Он не искал или не смог найти работу, я уже не помню. Зато помню, что мама помешалась на экономии, и я не понимал, почему. Старик только как-то раз, сереньким днем, поднялся с кресла и ушел из дома; в ту ночь снова, как в былые времена, слышались крики: примирительный голос мамы и заполнявший всю тишину дома рык отца, а потом — пружины кровати. Мама сказала ему, что пойдет работать. Отец сначала не отреагировал, молча слушал ее за едой с обычным теперь для него отрешенным видом, потом сел у огня, будто собираясь вздремнуть, но вдруг вскочил, как разъяренный зверь, и начал кричать на мать, что непонятно, как такое могло прийти ей в голову, что бывает выход, который вовсе не выход, потому что он ранит чувство собственного достоинства, что деньги у нас пока не кончились и что если мы решили злить его, пока не добьем, то мы на верном пути. Эта фраза оказалась пулей, которой отец выстрелил себе в висок, но она прошла и через мамин висок, и, по всей видимости, через мой. Я всегда думал, что мне, по счастью, удалось уклониться от того выстрела, но теперь думаю, не убила ли та пуля меня первым, просто я узнал об этом слишком поздно, так же как я поздно узнал о родительских сбережениях.

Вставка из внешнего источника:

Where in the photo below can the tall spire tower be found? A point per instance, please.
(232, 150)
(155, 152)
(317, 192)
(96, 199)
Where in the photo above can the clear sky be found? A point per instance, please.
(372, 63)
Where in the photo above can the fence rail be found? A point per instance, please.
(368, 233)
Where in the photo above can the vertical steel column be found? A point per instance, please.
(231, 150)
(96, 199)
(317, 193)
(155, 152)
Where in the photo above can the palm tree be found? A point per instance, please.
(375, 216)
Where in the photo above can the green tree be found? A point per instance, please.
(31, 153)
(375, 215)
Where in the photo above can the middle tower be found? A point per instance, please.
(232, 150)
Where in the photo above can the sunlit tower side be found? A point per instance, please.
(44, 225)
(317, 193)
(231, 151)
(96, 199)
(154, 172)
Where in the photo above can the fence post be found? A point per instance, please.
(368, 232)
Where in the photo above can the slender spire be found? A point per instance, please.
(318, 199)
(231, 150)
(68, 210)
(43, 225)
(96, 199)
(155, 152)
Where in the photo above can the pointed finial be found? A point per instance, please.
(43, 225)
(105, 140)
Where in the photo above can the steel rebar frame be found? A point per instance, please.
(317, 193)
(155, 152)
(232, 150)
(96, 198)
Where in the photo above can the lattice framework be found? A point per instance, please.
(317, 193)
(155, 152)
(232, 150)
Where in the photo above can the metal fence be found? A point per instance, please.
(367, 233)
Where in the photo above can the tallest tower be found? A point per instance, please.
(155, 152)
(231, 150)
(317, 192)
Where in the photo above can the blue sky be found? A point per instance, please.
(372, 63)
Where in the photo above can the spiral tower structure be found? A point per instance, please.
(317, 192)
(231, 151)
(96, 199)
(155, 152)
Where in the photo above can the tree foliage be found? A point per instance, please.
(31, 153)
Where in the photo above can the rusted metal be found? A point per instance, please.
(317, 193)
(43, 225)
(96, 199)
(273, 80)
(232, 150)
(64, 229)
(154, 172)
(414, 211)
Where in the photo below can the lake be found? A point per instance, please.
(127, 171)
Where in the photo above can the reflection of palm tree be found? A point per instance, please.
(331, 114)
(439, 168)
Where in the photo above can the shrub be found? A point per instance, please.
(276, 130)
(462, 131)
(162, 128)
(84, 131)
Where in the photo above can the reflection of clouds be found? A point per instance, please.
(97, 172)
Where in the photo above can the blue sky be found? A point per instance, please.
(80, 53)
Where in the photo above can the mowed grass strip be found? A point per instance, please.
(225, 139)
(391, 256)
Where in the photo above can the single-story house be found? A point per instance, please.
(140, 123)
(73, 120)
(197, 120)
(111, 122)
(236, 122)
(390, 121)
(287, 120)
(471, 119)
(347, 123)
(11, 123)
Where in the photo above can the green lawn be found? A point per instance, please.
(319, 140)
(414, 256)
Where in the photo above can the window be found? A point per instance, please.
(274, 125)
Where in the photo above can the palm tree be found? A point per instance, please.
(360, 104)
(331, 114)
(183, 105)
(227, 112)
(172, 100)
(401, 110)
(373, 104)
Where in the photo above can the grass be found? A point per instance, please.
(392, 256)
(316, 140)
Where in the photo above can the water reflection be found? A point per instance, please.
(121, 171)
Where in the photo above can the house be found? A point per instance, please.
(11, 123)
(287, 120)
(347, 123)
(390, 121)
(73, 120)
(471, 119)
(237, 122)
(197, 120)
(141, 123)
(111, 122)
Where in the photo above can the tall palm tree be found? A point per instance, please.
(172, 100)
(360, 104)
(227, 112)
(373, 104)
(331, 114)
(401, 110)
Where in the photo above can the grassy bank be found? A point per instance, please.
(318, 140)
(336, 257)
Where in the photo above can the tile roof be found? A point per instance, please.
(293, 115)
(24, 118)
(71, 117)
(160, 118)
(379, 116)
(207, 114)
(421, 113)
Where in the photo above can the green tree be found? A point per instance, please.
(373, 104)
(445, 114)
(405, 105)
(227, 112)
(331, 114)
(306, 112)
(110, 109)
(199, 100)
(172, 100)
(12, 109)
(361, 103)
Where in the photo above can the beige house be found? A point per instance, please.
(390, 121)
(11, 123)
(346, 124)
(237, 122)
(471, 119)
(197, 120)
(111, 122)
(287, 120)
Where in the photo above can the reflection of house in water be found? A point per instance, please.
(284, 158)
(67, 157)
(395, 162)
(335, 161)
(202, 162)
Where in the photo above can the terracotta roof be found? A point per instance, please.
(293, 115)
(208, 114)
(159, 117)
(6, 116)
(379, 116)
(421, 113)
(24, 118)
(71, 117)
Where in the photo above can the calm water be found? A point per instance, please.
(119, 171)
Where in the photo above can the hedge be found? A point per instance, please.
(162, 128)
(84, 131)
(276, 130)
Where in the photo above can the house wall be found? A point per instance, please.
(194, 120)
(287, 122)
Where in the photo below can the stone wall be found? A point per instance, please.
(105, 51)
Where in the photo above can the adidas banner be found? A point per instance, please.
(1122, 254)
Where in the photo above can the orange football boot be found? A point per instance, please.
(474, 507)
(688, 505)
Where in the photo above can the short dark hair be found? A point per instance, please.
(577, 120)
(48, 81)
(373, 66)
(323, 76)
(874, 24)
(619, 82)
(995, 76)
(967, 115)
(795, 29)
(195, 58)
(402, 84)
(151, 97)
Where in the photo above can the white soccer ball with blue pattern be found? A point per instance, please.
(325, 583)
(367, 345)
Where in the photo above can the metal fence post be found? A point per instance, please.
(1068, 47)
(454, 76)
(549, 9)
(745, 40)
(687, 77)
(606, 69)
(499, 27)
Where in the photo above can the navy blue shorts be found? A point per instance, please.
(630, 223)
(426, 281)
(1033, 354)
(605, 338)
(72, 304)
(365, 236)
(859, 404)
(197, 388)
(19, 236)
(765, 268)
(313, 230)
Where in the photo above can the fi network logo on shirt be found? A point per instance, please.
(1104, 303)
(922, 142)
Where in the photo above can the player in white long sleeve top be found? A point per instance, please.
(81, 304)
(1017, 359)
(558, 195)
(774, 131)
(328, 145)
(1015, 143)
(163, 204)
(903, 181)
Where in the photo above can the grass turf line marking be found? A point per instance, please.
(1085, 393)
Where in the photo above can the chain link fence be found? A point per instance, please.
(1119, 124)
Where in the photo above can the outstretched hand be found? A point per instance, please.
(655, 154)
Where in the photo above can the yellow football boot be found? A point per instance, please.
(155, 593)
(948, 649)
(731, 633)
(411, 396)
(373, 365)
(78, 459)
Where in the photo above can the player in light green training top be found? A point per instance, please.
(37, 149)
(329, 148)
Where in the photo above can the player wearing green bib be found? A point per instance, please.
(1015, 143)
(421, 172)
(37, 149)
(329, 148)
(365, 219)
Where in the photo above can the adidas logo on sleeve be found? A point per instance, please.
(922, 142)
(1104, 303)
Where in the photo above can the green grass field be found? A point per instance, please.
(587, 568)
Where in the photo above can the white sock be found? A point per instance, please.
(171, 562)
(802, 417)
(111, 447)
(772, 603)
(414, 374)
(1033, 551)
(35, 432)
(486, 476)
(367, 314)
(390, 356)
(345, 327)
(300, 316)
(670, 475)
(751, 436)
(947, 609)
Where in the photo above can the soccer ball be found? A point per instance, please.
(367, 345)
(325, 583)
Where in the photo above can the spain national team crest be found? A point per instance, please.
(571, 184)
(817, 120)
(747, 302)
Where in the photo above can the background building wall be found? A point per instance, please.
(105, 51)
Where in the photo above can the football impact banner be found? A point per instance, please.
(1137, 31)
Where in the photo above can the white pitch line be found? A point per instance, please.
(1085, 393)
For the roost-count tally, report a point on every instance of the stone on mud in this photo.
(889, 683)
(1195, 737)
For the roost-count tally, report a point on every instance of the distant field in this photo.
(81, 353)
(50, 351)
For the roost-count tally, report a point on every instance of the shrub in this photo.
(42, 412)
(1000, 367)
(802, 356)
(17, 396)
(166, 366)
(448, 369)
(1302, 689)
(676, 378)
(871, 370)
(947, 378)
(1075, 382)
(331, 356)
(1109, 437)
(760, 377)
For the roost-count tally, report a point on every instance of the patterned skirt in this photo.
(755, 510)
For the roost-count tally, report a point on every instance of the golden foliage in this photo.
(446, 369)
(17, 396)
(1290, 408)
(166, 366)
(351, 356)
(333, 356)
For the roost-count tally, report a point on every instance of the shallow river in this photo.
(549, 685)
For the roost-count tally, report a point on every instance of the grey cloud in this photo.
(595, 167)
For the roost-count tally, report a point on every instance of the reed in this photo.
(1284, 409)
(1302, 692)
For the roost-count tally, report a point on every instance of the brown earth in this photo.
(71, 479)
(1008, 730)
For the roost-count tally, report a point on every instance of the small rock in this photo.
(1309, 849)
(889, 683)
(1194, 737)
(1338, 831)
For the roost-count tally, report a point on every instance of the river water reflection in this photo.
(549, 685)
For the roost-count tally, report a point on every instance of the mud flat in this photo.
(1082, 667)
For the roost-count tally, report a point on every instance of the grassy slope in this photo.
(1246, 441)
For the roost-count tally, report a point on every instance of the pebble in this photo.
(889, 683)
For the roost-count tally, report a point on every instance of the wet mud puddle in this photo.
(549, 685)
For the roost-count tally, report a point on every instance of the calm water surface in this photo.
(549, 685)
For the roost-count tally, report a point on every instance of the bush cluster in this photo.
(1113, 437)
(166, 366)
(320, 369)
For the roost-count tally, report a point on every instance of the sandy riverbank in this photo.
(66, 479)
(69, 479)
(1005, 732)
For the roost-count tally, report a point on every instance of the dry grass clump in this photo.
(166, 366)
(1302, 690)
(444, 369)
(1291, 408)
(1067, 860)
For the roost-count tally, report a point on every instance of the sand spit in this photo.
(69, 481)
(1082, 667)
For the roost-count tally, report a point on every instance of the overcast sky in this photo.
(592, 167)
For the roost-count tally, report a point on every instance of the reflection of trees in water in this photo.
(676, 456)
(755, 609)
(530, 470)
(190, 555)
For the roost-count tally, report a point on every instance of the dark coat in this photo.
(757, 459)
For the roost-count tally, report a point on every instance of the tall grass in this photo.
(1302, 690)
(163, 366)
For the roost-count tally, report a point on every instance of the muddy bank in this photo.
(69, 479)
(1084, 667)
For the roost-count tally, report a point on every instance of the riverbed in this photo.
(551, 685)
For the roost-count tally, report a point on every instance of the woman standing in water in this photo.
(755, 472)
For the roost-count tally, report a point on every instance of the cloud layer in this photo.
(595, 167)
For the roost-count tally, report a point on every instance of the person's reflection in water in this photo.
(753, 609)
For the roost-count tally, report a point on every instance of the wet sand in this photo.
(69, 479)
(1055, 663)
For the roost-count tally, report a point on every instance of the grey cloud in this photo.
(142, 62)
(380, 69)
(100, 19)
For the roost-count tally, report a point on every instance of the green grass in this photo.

В ту ночь крики прекратились, то был последний раз, когда в доме стоял крик, и первый, когда я задумался о том, кто же о ком заботится и есть ли у меня действительно семья, не сирота ли я при осиротевших родителях, не будет ли моя жизнь с этого дня наполнена тошнотворными вопросами вроде этого.
Усталый, равнодушный перед возможными красотами запылавшего неба, стоя рядом с громадной ямой, Деметрио вспомнил старика с улицы Такуари. В тот раз он опять отклонил приглашение поехать с ними в гараж. Холодно, кости, страх перед расстояниями, возраст — все самые убедительные причины отступили вдруг перед уверенностью: старику не позволяла ехать гордость. Как будто возможность посетить это зловонное место, где можно найти горы всего, что из последних сил подбирается на тротуарах и в уличных контейнерах, стала таким сильным соблазном, что превратилась в унижение. Они с Негром недавно попрощались. Негр, с каждым днем все более круглый, все более никчемный, по-идиотски помахал ему, стоявшему рядом с колоссальной непотребной ямой, и скрылся под горой. Деметрио пошел в гараж, переоделся и оставил спецовку в грузовике. Немного погодя он стоял в очереди перед зданием почты и ждал девяносто третьего. Очередь была длинная, томительная. У него не было шансов попасть в число счастливчиков, которых подберет первый переполненный вибрирующий автобус. Приходилось ли старику с Такуари ездить в автобусах? Деметрио представил себе, каково это — жить всегда бродягой, всегда бездомным. Хотя, с другой стороны, подумал он, если бы старик кормился объедками, ему не пришлось бы больше их собирать и таскать в другое место. Каково это — жить среди отбросов, быть одним из них?
В тот липкий, бесприютный день Деметрио приснился сон.